PostWar_Salvatore Federico-Artist Page
Salvatore Federico
Salvatore Federico has had a long and distinguished artistic career, and the paintings he is now making are instantly recognisable as his. He creates boldly energetic abstract compositions, but somewhere within these designs there are what one might describe as gestures towards the idea of figuration. He was indeed at one time a figurative painter. Towards the end of the 1980s he was still making some figurative works.
Each work presents the viewer with a sign, crisply rendered on a ground of contrasting colour, or else on black. In paintings made a little earlier than those presented here, there are sometimes groups of signs, not just a single one. And where a sign appears singly, there is often, still, a hint of figurative reference. You can, if you insist, see the form as a bird, or else. In two cases at least, you perceive a highly simplified version of the famous Ancient Egyptian bust of Nefertiti, now in a museum in Berlin.

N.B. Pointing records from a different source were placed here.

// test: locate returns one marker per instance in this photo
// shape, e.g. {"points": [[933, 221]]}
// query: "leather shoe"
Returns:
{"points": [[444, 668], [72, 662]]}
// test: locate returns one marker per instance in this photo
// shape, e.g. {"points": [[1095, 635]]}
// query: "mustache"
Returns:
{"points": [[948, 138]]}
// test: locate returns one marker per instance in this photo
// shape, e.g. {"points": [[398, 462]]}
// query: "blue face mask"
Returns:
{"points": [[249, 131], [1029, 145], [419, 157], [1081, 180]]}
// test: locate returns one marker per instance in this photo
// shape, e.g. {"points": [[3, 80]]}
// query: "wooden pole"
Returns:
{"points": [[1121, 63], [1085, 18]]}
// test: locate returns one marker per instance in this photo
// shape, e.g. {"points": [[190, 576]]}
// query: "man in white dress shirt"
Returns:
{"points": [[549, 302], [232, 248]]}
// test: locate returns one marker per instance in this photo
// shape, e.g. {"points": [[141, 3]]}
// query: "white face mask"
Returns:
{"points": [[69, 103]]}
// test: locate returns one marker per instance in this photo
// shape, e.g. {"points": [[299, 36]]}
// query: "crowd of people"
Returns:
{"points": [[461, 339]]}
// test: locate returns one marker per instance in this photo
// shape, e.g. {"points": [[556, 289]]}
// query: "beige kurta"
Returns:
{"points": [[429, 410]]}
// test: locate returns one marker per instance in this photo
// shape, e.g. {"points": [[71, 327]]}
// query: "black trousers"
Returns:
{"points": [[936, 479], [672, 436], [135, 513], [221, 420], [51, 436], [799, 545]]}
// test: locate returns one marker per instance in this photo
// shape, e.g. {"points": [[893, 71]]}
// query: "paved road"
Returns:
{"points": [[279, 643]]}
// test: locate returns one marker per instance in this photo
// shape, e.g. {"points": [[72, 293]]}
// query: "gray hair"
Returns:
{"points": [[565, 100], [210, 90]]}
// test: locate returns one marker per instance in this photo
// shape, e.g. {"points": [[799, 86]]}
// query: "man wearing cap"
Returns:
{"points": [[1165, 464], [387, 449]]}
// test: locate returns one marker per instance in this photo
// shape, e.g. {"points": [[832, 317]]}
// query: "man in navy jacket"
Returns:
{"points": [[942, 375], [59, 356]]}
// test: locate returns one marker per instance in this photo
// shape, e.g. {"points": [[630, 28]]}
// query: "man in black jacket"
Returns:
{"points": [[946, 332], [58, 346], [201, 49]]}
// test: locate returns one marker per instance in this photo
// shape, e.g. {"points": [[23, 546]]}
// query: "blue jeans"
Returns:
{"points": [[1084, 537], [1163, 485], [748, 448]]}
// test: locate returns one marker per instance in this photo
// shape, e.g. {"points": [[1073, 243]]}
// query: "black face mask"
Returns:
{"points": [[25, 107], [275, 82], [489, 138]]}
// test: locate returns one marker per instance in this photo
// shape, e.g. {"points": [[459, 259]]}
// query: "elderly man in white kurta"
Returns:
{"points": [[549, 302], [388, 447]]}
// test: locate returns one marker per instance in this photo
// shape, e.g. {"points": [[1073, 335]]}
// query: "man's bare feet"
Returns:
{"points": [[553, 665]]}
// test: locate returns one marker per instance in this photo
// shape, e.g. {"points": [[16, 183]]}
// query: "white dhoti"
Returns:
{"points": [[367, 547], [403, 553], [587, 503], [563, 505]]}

None of these subdued hints of figuration survive in Federico’s most recent work. Each painting now presents a single authoritative image, though often one with complex boundaries. This image is rendered using a single hue, without interior modelling, against a ground of contrasting hue which, in turn, is equally flat.
These big signs have something in common with contemporary commercial art – which is to say, with the commercial culture of billboards and large-scale advertisements that produced the Pop Art of the 1960s. They also have elements in common with things that are much more remote: with, for example, the hermetic symbols on encounters in ancient alchemical texts, or – still further – back. with some of the graffiti that speleologists encounter in long-ago inhabited caves. We know these signs have meaning, but they challenge us to interpret them.
The images they present are certainly not what aficionados of contemporary art will immediately recognise as Pop Art, a movement that arose to challenge the values espoused by the Abstract Expressionism that immediately preceded it in the art of the United States. Yet the paintings do undoubtedly have certain underlying characteristics in common with things familiar from typical Pop paintings – notably the use of clear-cut images against plain, uninflected fields of colour. Instead of offering a portrait of a film star, or one of a can of Campbell’s soup, they offer mysterious signs.
The challenge for a purely abstract art now is both to make itself relevant to the spectator, and, at the same time, to maintain an element of mystery – to occupy some corner of the mind in the individual who contemplates it, and to bring that spectator back to look again.
This is what Federico’s recent paintings do, using a deliberately restricted, but still very sophisticated range og technical means. The designs mysteriously change, resonate in a different way, each time you look at them. Looking is what they are about.